Le caractère intentionnel de la faute n’avait pas prêté à discussion puisque du moyen annexé au pourvoi, il ressort que :
« l’intéressé a en effet laissé à dessein des lettres manuscrites adressées tant à sa compagne, qu’à des proches, qui ont identifié son écriture, et même à son assureur afin de se désigner comme l’auteur des mises à feu, lesdites missives établissant le caractère conscient et réfléchi de l’acte commis par l’intéressé, dont il a été jugé par décision du tribunal de grande instance de Montbéliard du 28 avril 2014 qu’il avait lui-même péri dans le sinistre ; Qu’il résulte de ce qui précède que l’exclusion légale de garantie a vocation à s’appliquer en l’espèce »
L’assureur a pourtant été condamné à indemniser la victime de ses préjudices (outre la mise en place d’une expertise judiciaire), la Cour d’appel ayant considéré qu’il avait « renoncé implicitement mais sans équivoque à se prévaloir de l’exclusion légale de garantie prévue par l’article L. 113-1, alinéa 2, du code des assurances », au motif que :
- au cours de son audition par la Gendarmerie, le 30 octobre 2012, avait été remise à l’agent général de l’assureur une lettre de G… A…, écrite à son attention et dont l’authenticité lui avait été confirmée sans délai, par laquelle celui-ci reconnaissait être l’auteur des trois incendies, l’assureur n’a opposé à Mme D… l’exclusion de garantie que le 12 juin 2013, sans avoir auparavant émis la moindre réserve sur sa garantie, ni donné instruction au cabinet d’expertise qu’il avait missionné afin, notamment, d’évaluer les biens sinistrés, d’interrompre ses opérations
- cet expert a communiqué à son confrère l’étude de valeur vénale des bâtiments sinistrés en l’invitant à confirmer son accord avant la transmission de cette étude à l’assureur,
- l’assureur ne peut sérieusement soutenir que la poursuite de l’enquête pénale ne lui permettait pas de s’opposer à la prise en charge du sinistre alors même qu’il n’a pas attendu l’issue de celle-ci pour le faire et qu’il disposait d’éléments suffisants pour émettre à tout le moins les réserves expresses d’usage en la matière.
L’arrêt d’appel a conclu qu’il en ressort qu’en poursuivant les opérations d’expertise qu’il avait diligentées pour évaluer les biens sinistrés de son assuré, en parfaite connaissance de l’imputabilité des trois sinistres à ce dernier, l’assureur a renoncé implicitement mais sans équivoque à se prévaloir de l’exclusion légale de garantie prévue par l’article L. 113-1, alinéa 2, du code des assurances.

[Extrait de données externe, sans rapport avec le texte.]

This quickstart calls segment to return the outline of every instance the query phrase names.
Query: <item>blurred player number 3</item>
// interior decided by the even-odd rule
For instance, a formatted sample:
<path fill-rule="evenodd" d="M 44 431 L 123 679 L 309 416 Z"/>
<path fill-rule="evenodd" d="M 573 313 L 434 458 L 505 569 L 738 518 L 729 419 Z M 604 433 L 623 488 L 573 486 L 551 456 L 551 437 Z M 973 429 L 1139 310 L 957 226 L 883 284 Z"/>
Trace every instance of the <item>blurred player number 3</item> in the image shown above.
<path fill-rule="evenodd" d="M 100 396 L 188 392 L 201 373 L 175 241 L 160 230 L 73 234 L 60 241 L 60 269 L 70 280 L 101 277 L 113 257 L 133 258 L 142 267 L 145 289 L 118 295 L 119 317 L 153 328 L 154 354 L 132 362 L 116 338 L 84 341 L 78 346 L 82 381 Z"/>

Cette décision va être censurée sous le visa combiné de l’article 1103 du Code civil et de l’article L. 113-1 du Code des assurances, la Cour de cassation
- énonçant que « le fait de poursuivre les opérations d’une expertise amiable afin de déterminer l’étendue des dommages résultant d’un sinistre n’implique pas, à lui seul, la volonté de renoncer à invoquer une telle exclusion«
- estimant que les motifs retenus par la Cour d’appel étaient « impropres à caractériser la renonciation non équivoque de l’assureur à se prévaloir de l’exclusion légale de garantie résultant de la faute intentionnelle de G… A…«
Vigilance cependant pour l’assureur qui tarde à prendre position alors qu’il dispose de toutes les données nécessaires pour se décider, son attitude et ses courriers seront attentivement examinés pour tenter de caractériser une renonciation.